> > "though attempts have been made to represent this as a specifically nuclear subsidy"
> Did you bother to read your own quote?
Reading this statement and appraising it lead to different outcomes.
> If a bearing failure on a windmill causes a wildfire then we can expect the costs of extinguishing the fire and compensating victims to be borne by the state..
Wow -- I'm surprised by your assertion: that wildfires caused by private wind farms are indemnified by (practically) all the governments of the earth.
> Go ahead, try spreading lies ...
In the absence of any references, I doubt your assertion. But unlike you, I'm not going to attribute it to malice.
In the meantime, nuclear plants slowly get built. And ever so slowly, not-so-insignificant tracts of the earth are rendered permanently uninhabitable after nuclear accidents.
+166 sq. km for the Kyshtym disaster (1957)
+1.1 sq. km for Three Mile Island (1979)
+2,600 sq. km for Chernobyl (1986)
+371 sq. km for Fukushima (2011)
(Source - Googling these disasters and their exclusion zones)

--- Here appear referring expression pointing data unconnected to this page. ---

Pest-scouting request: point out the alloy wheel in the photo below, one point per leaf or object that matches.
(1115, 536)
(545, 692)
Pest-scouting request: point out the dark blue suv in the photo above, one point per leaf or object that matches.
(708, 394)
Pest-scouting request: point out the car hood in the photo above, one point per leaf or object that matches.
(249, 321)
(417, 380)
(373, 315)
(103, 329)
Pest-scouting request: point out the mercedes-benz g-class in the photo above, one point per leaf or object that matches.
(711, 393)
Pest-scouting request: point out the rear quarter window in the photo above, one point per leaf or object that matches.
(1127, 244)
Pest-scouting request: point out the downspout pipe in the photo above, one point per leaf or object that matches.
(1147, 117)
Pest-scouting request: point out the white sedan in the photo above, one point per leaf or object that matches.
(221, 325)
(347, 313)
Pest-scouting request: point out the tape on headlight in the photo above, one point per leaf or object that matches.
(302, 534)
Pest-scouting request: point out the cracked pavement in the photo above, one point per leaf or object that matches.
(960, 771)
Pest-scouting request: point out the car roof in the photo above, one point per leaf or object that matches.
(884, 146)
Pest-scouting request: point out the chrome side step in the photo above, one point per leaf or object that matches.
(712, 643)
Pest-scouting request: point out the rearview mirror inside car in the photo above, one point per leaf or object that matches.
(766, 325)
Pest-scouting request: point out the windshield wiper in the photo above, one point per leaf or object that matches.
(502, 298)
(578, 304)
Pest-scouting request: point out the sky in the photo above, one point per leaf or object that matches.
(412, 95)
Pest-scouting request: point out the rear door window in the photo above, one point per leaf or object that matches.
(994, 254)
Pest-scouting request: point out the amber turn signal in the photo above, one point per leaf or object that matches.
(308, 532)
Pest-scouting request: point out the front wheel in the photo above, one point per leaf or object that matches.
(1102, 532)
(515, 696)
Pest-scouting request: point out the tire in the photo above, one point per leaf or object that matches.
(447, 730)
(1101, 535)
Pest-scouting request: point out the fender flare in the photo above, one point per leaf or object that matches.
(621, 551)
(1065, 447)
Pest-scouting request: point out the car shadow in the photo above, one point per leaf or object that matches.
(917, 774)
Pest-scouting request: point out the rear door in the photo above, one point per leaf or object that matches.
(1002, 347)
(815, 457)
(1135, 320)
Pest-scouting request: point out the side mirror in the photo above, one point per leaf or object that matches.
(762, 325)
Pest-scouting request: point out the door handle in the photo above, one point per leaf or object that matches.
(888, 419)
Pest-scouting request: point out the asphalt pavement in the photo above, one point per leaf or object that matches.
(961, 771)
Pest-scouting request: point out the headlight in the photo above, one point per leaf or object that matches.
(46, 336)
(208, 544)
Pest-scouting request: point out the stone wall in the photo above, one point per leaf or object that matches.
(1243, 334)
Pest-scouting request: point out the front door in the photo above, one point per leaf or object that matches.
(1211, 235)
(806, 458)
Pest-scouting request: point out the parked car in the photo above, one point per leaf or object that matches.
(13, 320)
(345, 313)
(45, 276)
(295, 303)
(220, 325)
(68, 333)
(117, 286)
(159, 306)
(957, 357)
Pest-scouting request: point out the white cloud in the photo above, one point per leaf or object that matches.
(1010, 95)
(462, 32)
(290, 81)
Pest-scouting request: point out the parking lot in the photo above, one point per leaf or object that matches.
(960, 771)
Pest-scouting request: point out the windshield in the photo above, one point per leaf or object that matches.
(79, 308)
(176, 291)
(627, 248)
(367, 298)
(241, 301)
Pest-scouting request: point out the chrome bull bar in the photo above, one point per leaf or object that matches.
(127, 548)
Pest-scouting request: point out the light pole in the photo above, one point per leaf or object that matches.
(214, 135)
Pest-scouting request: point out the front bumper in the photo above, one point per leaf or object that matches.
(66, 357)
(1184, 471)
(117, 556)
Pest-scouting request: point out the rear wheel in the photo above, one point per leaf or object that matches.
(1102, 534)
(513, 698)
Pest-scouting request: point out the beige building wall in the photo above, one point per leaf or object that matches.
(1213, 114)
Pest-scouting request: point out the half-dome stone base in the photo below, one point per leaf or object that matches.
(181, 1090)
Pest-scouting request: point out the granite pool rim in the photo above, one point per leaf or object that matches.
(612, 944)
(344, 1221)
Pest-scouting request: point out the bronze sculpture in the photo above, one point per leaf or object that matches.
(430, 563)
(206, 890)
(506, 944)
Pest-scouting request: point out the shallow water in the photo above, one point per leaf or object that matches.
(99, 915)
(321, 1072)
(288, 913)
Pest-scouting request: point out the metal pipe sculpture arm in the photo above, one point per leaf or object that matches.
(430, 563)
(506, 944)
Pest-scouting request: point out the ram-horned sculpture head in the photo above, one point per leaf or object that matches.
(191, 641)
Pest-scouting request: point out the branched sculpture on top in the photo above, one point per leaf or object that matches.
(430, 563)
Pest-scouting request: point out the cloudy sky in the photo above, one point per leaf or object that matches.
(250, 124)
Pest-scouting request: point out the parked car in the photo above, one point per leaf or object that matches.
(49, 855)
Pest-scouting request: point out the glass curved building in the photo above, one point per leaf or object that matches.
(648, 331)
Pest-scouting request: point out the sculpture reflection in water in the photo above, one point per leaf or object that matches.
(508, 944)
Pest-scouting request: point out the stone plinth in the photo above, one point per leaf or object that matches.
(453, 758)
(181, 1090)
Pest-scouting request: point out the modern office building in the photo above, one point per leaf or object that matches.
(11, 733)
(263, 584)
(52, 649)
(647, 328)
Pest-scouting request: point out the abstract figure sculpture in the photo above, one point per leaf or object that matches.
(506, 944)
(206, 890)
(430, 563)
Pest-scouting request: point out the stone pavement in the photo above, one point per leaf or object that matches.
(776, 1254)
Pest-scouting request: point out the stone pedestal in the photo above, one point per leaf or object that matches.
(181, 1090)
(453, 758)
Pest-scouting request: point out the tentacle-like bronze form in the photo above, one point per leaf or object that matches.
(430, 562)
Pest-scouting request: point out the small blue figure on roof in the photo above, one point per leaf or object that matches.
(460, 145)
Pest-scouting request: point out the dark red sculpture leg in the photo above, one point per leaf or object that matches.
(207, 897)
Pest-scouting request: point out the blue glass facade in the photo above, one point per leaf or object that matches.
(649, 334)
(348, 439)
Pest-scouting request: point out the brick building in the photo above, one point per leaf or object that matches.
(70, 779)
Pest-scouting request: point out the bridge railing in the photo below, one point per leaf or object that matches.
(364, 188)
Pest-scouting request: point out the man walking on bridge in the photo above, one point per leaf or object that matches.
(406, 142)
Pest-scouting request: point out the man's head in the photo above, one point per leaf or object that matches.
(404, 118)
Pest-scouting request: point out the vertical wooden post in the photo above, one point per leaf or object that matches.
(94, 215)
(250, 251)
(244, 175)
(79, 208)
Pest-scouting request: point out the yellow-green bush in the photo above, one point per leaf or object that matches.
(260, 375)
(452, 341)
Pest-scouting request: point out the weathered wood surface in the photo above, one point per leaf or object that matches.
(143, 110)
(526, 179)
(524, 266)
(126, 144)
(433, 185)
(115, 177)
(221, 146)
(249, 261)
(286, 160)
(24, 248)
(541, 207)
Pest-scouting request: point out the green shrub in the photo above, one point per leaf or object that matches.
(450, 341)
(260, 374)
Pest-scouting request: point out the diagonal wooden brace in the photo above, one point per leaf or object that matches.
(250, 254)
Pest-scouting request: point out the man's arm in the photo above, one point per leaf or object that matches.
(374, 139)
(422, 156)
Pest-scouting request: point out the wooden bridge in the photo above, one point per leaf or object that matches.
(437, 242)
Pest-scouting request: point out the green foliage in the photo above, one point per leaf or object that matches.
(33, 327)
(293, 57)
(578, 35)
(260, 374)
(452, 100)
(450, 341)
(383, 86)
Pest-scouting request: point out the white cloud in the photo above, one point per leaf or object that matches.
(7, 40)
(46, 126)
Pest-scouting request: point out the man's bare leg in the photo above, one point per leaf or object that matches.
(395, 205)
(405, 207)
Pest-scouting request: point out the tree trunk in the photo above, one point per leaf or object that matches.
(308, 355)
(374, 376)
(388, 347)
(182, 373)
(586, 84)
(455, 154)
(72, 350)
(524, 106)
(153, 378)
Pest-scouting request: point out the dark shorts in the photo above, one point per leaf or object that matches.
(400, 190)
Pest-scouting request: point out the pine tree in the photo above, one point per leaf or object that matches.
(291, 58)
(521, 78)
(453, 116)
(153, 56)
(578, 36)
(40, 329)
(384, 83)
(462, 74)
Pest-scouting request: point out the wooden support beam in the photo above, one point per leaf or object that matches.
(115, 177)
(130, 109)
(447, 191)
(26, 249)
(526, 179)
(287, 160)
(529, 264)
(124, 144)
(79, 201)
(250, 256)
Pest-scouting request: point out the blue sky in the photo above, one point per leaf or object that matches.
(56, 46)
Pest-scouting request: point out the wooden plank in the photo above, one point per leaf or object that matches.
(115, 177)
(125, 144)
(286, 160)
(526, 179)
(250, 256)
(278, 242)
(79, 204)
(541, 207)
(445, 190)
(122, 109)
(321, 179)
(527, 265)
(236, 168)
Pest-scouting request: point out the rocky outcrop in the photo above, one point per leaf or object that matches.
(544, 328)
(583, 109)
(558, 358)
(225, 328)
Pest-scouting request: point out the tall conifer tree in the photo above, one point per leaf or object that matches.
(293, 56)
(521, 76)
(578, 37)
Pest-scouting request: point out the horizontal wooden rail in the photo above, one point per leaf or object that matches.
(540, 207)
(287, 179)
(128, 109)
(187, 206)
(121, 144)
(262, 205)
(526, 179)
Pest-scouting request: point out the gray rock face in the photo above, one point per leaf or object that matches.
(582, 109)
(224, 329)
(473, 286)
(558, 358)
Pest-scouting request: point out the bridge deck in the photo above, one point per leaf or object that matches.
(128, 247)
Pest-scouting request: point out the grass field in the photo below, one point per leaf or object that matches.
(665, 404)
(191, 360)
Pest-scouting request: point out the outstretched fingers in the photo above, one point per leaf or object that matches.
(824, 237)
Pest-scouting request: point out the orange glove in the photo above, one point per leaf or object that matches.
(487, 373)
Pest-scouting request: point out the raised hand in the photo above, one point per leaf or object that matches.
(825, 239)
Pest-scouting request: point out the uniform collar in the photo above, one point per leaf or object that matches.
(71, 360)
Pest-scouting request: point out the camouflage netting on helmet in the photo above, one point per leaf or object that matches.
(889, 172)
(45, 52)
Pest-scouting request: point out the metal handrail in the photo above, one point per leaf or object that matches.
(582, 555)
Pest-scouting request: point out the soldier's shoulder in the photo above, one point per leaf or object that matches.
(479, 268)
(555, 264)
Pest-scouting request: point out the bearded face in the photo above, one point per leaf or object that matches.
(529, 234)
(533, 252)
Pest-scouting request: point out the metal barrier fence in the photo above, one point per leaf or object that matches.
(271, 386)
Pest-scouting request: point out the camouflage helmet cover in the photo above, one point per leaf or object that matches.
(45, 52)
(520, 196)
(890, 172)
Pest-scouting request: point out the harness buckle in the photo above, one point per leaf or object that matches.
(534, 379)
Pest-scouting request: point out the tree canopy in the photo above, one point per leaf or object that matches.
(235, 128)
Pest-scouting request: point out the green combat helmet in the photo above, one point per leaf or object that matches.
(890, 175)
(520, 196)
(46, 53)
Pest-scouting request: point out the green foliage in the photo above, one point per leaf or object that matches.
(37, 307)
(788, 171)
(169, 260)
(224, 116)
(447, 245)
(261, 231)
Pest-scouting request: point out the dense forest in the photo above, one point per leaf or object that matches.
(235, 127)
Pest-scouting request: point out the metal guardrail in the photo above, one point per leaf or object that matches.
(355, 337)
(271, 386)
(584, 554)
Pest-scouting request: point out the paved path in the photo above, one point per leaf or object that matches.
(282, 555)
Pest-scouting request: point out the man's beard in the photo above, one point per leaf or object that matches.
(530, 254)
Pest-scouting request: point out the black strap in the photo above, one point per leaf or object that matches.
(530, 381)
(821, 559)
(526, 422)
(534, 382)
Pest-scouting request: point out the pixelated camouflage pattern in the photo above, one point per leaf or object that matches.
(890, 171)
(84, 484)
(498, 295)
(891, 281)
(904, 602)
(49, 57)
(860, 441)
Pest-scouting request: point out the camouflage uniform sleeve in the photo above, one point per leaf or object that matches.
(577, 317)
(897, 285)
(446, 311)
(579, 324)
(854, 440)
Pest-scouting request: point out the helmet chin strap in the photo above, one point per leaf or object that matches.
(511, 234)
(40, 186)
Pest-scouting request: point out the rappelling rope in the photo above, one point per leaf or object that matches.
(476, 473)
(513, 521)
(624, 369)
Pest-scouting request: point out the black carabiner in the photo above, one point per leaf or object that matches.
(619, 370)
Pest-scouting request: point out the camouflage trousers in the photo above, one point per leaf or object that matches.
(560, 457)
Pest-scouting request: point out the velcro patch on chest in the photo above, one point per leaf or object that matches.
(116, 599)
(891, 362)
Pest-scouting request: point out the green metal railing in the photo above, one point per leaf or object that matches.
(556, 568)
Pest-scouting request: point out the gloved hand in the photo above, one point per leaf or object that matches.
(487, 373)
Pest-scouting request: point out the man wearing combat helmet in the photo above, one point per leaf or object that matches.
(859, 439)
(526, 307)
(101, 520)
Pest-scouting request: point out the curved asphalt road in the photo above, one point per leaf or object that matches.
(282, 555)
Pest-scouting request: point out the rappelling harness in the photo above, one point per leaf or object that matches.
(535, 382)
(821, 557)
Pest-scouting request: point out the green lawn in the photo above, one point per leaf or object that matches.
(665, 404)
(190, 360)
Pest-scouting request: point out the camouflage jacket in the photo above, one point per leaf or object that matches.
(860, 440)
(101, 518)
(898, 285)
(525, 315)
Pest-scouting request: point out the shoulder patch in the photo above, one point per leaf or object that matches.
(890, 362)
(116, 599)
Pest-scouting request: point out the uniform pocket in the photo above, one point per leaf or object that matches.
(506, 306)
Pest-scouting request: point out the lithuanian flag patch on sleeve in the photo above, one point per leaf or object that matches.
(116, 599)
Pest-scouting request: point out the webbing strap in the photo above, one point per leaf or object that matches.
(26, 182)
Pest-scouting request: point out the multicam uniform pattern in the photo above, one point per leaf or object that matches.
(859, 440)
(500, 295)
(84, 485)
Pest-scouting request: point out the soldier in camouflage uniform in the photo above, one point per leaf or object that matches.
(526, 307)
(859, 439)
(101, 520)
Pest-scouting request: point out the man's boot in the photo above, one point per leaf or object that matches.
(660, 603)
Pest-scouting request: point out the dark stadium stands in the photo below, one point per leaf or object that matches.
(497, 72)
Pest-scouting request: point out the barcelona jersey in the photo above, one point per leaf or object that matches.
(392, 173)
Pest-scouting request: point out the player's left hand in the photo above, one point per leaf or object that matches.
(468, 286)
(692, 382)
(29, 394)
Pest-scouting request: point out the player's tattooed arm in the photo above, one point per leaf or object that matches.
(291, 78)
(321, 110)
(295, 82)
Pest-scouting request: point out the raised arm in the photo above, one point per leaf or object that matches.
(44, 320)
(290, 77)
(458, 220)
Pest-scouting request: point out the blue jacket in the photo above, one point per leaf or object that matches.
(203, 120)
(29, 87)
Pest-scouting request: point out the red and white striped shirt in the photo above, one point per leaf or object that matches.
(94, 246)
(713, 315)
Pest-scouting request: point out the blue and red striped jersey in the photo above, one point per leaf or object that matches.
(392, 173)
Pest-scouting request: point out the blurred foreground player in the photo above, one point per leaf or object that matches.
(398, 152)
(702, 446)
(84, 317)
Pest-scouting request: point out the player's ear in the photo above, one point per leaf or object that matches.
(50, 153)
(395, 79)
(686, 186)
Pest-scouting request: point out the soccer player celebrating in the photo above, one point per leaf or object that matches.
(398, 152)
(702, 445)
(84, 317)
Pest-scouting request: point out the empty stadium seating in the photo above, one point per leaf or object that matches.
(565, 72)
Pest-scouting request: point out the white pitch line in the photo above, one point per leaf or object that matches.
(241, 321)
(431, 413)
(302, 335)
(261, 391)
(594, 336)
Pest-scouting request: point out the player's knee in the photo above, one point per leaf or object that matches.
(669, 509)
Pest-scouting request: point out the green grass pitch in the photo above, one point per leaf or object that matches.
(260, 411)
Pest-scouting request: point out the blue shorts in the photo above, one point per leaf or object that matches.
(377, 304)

Hopeless optimist that you are, you probably see a declining trend (or no trend) in these bits of earth we are writing off in pursuit of our nuclear dream.
But this isn't even counting the land or resources allocated to storage of nuclear waste.For example, France produces 2kg of radioactive waste per inhabitant per year. (Source: https://www.orano.group/) Let's extend the French model across the globe. So we generate 4 kg of radioactive waste per inhabitant of the earth per year -- in perpetuity! No problem! We'll just virtify the waste -- using nuclear power to smelt the glass and steel. Now that energy is cheap, lets build flying cars powered by green hydrogen produced using nuclear power? Whee - why not! Now we generate 4 kg of radioactive waste per inhabitant of the earth per year -- in perpetuity!!!
Look, I don't pretend to have the answers. All I'm suggesting is this: perhaps your freedom from doubt about the benefits of nuclear power is unwarranted.